# need to get back



## Guest (Sep 8, 2004)

10 years of marriage has put on 5st im outa shape and got to get back

to my fighting weight,had to many of the kids treats etc and now it shows.

back to the gym after longggggggggggggggg break and not very up to date on current regimes etc . will be needing some assistance from you guys.

all the best max


----------



## mark1466867919 (Jan 7, 2004)

You have come to the right place mate - I am sure everyone will help you as much as they can - good luck getting back into it.


----------



## Ric1466867921 (Aug 16, 2004)

Bump, good luck mate. Read through the threads an if your unsure of anything, all the guys on here will help you out with any questions you have.

Best of luck


----------



## simon_a1466867920 (May 11, 2004)

Hello maxguest4. Welcome to the board!

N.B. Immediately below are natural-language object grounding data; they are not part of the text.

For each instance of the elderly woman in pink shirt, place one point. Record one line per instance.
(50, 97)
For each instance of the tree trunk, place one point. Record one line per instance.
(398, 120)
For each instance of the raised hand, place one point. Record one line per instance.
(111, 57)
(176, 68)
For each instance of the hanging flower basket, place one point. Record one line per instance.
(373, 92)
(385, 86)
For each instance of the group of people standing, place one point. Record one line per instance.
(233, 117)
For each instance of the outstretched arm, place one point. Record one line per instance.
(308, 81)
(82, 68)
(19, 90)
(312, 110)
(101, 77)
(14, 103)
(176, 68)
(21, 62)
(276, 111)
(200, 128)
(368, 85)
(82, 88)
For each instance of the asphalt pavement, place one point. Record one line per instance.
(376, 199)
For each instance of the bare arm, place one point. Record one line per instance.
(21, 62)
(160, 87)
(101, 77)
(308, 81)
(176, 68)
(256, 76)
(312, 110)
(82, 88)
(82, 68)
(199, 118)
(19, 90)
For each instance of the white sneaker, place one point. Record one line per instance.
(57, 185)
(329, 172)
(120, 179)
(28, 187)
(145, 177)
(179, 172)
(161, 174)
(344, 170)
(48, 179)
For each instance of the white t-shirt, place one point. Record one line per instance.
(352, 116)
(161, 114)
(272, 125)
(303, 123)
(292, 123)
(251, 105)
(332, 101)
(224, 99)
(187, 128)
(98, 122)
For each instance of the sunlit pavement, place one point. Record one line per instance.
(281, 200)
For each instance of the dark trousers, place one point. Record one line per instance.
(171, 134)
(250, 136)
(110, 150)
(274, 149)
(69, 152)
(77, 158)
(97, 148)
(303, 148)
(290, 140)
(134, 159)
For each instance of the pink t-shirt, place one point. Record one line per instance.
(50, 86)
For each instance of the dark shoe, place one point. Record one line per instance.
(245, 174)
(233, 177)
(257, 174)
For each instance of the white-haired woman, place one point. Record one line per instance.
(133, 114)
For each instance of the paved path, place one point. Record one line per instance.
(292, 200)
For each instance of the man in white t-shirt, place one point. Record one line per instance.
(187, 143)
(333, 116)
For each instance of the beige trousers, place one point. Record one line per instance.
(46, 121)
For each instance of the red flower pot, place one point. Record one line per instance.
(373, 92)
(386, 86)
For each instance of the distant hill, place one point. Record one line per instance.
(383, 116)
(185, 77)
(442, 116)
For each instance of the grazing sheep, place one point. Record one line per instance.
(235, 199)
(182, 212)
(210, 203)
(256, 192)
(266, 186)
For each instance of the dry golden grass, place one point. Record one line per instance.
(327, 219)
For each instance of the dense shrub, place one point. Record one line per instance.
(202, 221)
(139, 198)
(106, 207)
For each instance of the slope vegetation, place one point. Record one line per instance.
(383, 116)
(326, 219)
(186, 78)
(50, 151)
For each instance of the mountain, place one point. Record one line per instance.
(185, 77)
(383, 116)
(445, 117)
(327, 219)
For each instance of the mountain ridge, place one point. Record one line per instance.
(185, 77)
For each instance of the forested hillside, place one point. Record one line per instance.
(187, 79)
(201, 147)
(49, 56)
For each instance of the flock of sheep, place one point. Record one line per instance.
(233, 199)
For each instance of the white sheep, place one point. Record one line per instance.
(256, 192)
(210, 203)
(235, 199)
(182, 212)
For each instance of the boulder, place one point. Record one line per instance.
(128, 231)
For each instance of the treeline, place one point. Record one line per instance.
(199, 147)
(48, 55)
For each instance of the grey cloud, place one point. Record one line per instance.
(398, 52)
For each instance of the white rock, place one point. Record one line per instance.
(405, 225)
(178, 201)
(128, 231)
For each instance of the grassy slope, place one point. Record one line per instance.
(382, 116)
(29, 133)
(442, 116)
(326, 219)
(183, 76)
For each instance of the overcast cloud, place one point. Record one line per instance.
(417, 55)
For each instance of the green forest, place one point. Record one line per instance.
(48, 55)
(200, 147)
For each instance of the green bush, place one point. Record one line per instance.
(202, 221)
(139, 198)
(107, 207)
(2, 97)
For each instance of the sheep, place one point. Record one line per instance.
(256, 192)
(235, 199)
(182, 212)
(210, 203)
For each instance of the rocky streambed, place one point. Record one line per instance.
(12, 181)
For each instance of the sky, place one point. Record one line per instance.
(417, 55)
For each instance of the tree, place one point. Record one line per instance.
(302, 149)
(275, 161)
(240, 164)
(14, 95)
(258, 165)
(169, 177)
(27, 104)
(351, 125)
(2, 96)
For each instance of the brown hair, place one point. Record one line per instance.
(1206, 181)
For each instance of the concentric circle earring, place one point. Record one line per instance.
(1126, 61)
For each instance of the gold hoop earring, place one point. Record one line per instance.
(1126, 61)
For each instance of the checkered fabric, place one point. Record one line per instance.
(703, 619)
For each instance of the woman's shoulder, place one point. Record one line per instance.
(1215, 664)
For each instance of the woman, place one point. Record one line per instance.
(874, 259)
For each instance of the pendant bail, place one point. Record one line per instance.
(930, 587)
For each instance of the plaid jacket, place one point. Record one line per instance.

Good luck getting back into the swing of training and getting back into shape!! 

Si

8)


----------



## themule (Feb 26, 2004)

Welcome Maxguest4, enjoy the board mate, i agree completely with the other guys, very friendly and extremely knowledgeable people on here, you should have no fears in getting assistance.

Dave.


----------



## Benj1436114491 (Apr 27, 2004)

welcome to the board mate,

Any questions just post them up and im sure everyone will help you as much as they can!


----------



## Guest (Sep 9, 2004)

Welcome Max, and just to echo all other replies I'm sure you'll soon get back into training


----------